The vast majority of freelance contractors will encounter contracts with agencies or end clients which require them to carry Professional Indemnity insurance. In most cases, cover is required at a minimum of £1m.
What is PI Insurance?
Professional Indemnity Insurance (also referred to as ‘PI Insurance’ or ‘PII’) provides cover in the event that a professional error or omission in your work leads to a third party bringing legal action against you. The policy will fund the defence of such claims and, in the event that you are held liable for the claimant’s losses, these liabilities will also be covered.
Why do I need PI Insurance?
Any company or individual who gives advice, shares knowledge, or provides expertise to clients or customers is potentially exposed to claims which would be covered by a PI policy. Traditionally, Professional Indemnity Insurance was only of interest to ‘established’ professions – accountants, solicitors, architects, engineers and the like – however, in an increasingly litigious environment, PI claims can occur in scores of professions and sectors.
Am I legally required to carry PI Insurance?
There is no legislation making Professional Indemnity Insurance compulsory as is the case in respect of, for example, Employers Liability or Motor insurance. However, certain regulatory and chartership bodies do require members to carry Professional Indemnity insurance.
Most importantly to freelance contractors, agencies and end clients will stipulate in most cases that Professional Indemnity insurance is carried by any business operating under a contract for services. Understandably, the end client and agency wish to protect themselves in the event that a contractors work is unsatisfactory. This being the case, PI insurance has become a prerequisite for the vast majority of the contracting community.

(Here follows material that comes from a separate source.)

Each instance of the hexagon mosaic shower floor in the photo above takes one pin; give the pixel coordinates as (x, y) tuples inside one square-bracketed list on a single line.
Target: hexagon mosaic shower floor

When should I buy PI Insurance?
In reality most contracts for service will require contractors to have Professional Indemnity in place from Day One, which is certainly ‘best practice’.
It is also worth noting that Professional Indemnity insurance operates on what is known as a ‘Claims-Made’ basis. In jargon-free terms, this means that the policyholder is covered for claims made against them during the term of the policy only. With this in mind, it is recommended that your policy is maintained even during periods of time you are not under contract – this is to protect against situations where an error or omission leading to a claim is not be discovered until after the contract has ended. In these cases you will only be covered if you have a policy in place at the point you are notified of a claim, regardless of whether you had cover in place when the work was carried out.
You should also be aware of the policy’s retroactive date, which will define the period of time during which the work leading to a claim may have taken place.